Os amores de Inverno duram mais. Ninguém quer sair cedo da cama. Nem que seja pelo quentinho das mantas ou edredon. E dá-se tempo.

veste a minha pele

Somos muito mais bonitos por fora. As entranhas têm porcaria e cheiram mal se ficarem ao ar. A pele tapa tudo e protege. Esconde e deixa ver. A pele atrai.

morcego

No meu prédio, a média de idades, se me retirar das contas e aos vizinhos novos do rés-do-chão, é 90 anos de idade. Por isso, costumo encontrar alguém parado nas escadas com uma mão em cima do corrimão. São as pausas antes de mais três degraus. Não vivem ali crianças, cães, mas há um morcego e soube-o da forma mais improvável. Ouvi-o numa conversa na tasca do Jorge. Ele estava tão impressionado. O Jorge, um homem forte sem medo de malfeitores, estava com os olhos presos, nem pestanejava. Um morcego? Uma pessoa a quem chamam morcego. A neta da senhora Alice, falecida antes do Natal, ficou de arrumar as coisas da avó enquanto não se põe a casa à venda. E foi ficando. No outro dia, a vizinha Mariazinha foi lá pedir-lhe um ovo, fez-se convidada e entrou. Conta que o apartamento estava imundo. Amontoavam-se pacotes de comida na cozinha. Do que espreitou no quarto, a roupa estava organizada em montes. Parecia a casa de alguém que perdeu o tino. Telefonou à filha da Alice e ficou a saber de tudo. A sua sobrinha era estranha. Na família é conhecida como o morcego. Fala pouco, pinta os olhos de negro profundo, não convive com ninguém, à excepção do namorado, igualmente figura sinistra. "Ela não lava roupa, compra peças e mais peças, todas elas baratas". A Mariazinha viu um barata gigante a sair da cozinha e está preocupada com um ataque em massa. O prédio tem um morcego a viver no terceiro andar e eu nunca o vi subir as escadas.

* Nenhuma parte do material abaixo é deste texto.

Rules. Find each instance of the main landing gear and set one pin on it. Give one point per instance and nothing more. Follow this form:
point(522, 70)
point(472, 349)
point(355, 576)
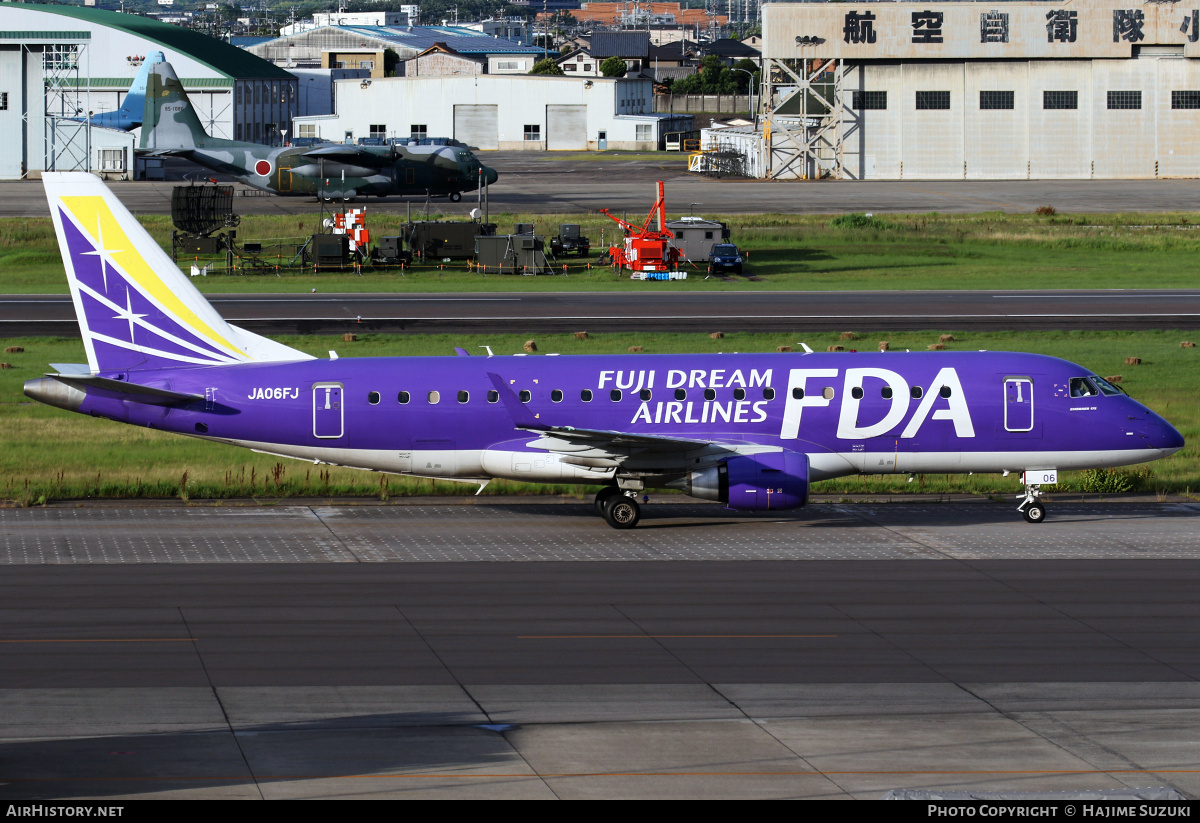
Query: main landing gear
point(618, 510)
point(1032, 509)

sexta-feira, 20 de janeiro de 2012

cão sem trela

Josefina sabia do quanto ele gostava dela. Durante o abraço, os seus joelhos falhavam. O que não percebia era a contradição. Não aparecia na hora combinada. Desmarcava. Estava sempre atarefado. Foi tolerante, tolerante, até um dia. Uma tarde atirou-lhe à cara as contradições e pôs um ponto final. Gostava muito dele, mas preferia estar com pessoas de quem gostava menos nesse Inverno. Não quer ter laços, dar conta da sua vida. Se for um cão sem dono, pode estar sem ladrar o tempo que lhe apetecer.